Gailey did her undergraduate work at Phillips University and her graduate work at Creighton University and the University of Nebraska–Lincoln.

== Career ==
She worked at Washington University in St. Louis and University of Georgia before joining the faculty at the University of Nebraska–Lincoln. Her work, including Proofs of Genius: Collected Editions from the American Revolution to the Digital Age, focuses on nineteenth-century American literature and textual studies.

=== Activism ===

In 2017 Gailey participated in a protest of Turning Point USA, a national organization that maintains a “professor watch list.” A recruiter for the organization set up a table on the campus of the University of Nebraska–Lincoln and Gailey held a sign that said “Turning Point: Please put me on your watch list.” Another protester, graduate student Courtney Lawton, eventually lost her job for her involvement in the protest, which led to the University being placed on the American Association of University Professors’ censure list for violating Lawton’s academic freedom and due process. Governor Pete Ricketts responded to the protest by taking the unprecedented step of rescinding Gailey’s and Lawton’s Nebraska Admiral awards, which received criticism as being politically vindictive. The protest and response from politicians received considerable media attention, including an episode of This American Life called “My Effing First Amendment” that was broadcast on May 4, 2018.
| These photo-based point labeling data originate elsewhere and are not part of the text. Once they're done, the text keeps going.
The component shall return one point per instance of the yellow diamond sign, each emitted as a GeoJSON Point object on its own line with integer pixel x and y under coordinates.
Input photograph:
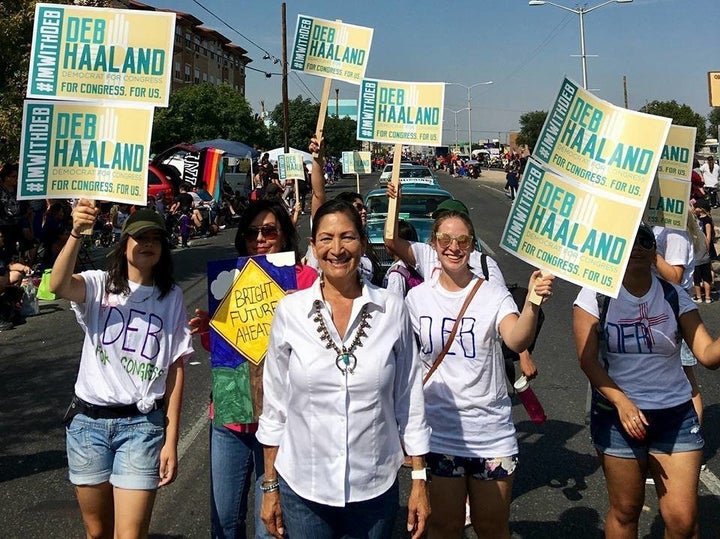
{"type": "Point", "coordinates": [244, 315]}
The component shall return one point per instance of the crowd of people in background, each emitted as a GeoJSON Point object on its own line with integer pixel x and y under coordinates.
{"type": "Point", "coordinates": [452, 419]}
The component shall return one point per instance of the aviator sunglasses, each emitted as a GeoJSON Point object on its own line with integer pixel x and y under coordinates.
{"type": "Point", "coordinates": [444, 240]}
{"type": "Point", "coordinates": [645, 242]}
{"type": "Point", "coordinates": [269, 232]}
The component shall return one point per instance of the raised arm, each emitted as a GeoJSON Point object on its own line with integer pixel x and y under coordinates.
{"type": "Point", "coordinates": [398, 246]}
{"type": "Point", "coordinates": [317, 177]}
{"type": "Point", "coordinates": [62, 280]}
As the founder and president of Nebraskans Against Gun Violence, Gailey threatened a boycott of First National Bank of Omaha unless the bank ceased its special credit card program with the National Rifle Association. Soon after the bank announced it was discontinuing the program, a number of other corporations also ended their special offers and programs with the gun rights group.

In 2018 Gailey and Catherine Koebel organized a protest in Alexandria, Virginia, that targeted Chris W. Cox, who was then the chief lobbyist of the National Rifle Association. The protest was controversial for implicating Cox's wife's business and because the protesters held a graphic gunshot image on the public sidewalk in front of Cox's home.

Gailey contributes to the political blog Seeing Red Nebraska.